Daquilo que vivemos sobra apenas a
memória. Seja boa ou ruim, linda ou feia, essa memória permanece e vive sempre
se intrometendo no presente. Como se sabe, o presente é volátil, nunca o
pegamos, ou as coisas estão no futuro ou o passado. O presente é uma sanga, um
lajeado por onde as águas passam todos os dias, todos os meses, todos os anos,
todos os segundos. Então, onde estaria o presente? Ah, amigos, não consigo
responder, a única resposta plausível é que venho aqui todas as semanas falar
de lembranças incrustadas na minha pedra da memória. Recuerdos que estão lá,
então preciso contar e recontar como um campeiro que prepara seu mate ao final
do dia, depois de desencilhar, e fica ali, pesaroso, falando com o cusco
enrodilhado. É minha sina, mas confesso que é o meu alimento, o que me sustenta
nessas invernias, por entre o junho que me gela os ossos corroídos, os músculos
cansados, a pele áspera, e me embaça os olhos vidrados de tanto mirar
horizontes.
Uma lembrança recorrente em mim é das
fogueiras nas noites frias de junho, nas noites de São João, quando era apenas
um toco de gente lá na minha Vila Rica. Ainda ouço os estalos da madeira sendo
consumida pelas chamas que ganhavam o cimo da fogueira e lá em cima no céu
soltavam chispas para nosso regozijo embaixo, na terra, aos gritos, olhando os
amigos e os vizinhos alumiados pelos clarões na noite escura. Quando a fogueira
estava no auge, o campo se iluminava e a silhueta das pessoas adquiria um tom
avermelhado. Parecia que a gente também pegava fogo por dentro, pelos internos,
dava uma vontade de gritar, pular, sair correndo. Uma noite saí mesmo correndo,
eu e a Belinha, e nos atracamos aos beijos atrás das taquareiras. Éramos duas
crianças, nem sabíamos beijar, claro, mas as almas que se procuram se
encontram, dão abrigo uma a outra, para que ali a outra faça o seu ninho. Eu
fiz meu ninho na alma da Belinha, por anos, mas depois aquela ave tão amada
bateu asas, ganhou o mundo e eu fiquei lá, sem ela para pular as brasas de mãos
dadas, sem os seus beijos roubados, sem seus olhos de trigais maduros.
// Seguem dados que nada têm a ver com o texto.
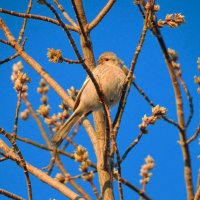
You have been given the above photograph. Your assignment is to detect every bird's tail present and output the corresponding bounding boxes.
[52,112,81,146]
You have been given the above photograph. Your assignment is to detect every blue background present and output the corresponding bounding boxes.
[0,0,200,200]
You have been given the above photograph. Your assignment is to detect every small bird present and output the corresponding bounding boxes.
[53,52,126,145]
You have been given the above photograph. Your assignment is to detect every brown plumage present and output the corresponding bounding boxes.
[53,52,126,145]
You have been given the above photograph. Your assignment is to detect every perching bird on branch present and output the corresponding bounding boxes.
[53,52,126,145]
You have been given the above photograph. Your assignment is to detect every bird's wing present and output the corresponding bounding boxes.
[74,76,90,110]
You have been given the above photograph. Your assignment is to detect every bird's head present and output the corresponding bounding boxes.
[98,52,121,64]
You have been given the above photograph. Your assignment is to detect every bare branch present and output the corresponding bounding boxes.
[88,0,116,31]
[0,8,77,32]
[0,189,24,200]
[120,131,144,162]
[17,0,32,43]
[177,75,194,127]
[62,58,81,64]
[0,53,19,65]
[146,9,194,199]
[0,39,10,45]
[0,139,83,200]
[54,0,78,29]
[132,81,181,131]
[113,3,152,135]
[121,178,151,200]
[0,128,32,200]
[186,125,200,144]
[71,0,91,46]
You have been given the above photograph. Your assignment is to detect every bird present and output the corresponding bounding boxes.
[52,52,126,146]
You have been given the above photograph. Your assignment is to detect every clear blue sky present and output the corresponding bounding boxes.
[0,0,200,200]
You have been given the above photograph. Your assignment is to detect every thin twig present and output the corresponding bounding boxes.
[0,128,32,200]
[148,8,194,200]
[17,0,32,44]
[121,178,151,200]
[13,91,22,140]
[54,0,78,28]
[186,125,200,144]
[0,189,24,200]
[120,131,144,163]
[45,1,110,167]
[89,180,102,200]
[0,139,83,200]
[0,38,10,45]
[113,3,151,135]
[71,0,91,46]
[115,144,124,200]
[0,53,19,65]
[88,0,116,31]
[12,135,96,169]
[62,58,81,64]
[0,8,77,32]
[62,123,80,151]
[132,81,181,131]
[178,76,194,127]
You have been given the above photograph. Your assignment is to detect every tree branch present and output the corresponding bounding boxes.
[0,139,83,200]
[88,0,116,31]
[0,8,78,32]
Éramos tão felizes, nós, a gurizada
campeira filha de pequenos trabalhadores rurais, changueiros, tropeiros, gente
que tinha pouco, mas que vivia satisfeita dentro dos remendos da pobreza. Por
isso, hoje, choro quando vejo meninos brincando nesses arraiais urbanos aqui na
Capital, alguns deles aqui na minha rua. Choro, mas não é de tristeza, mas sim
de alegria por ter vivido tudo aquilo e me vejo neles outra vez. Será que essas
crianças sentem agora o mesmo que eu sentia? Acho que sim, quando se é guri o
mundo é uma brasa incandescente, como aquelas flamas multicores que crepitam e
sobem, sobem sempre para o céu, e nossa alma vai junto, como uma bailarina
envolta em luz e sonhos.
Que estalem troncos dentro da noite,
que crepitem chamas, que o fogo ilumine o futuro. Que possamos sentir de novo o
gostinho doce do quentão que se tomava em velhas xícaras de porcelana, do
pinhão cozido, das rapadurinhas, da canjica, dos bolos de fubá. Quando a noite
se encharca de luz vejo outra vez os amigos, meus pais, meu irmão e até os
olhos das Belinha. Queria morrer assim, aquecido e feliz, numa noite de São
João...
Na coluna Campereada,
por Paulo Mendes,
no Correio do Povo,
julho de 1017.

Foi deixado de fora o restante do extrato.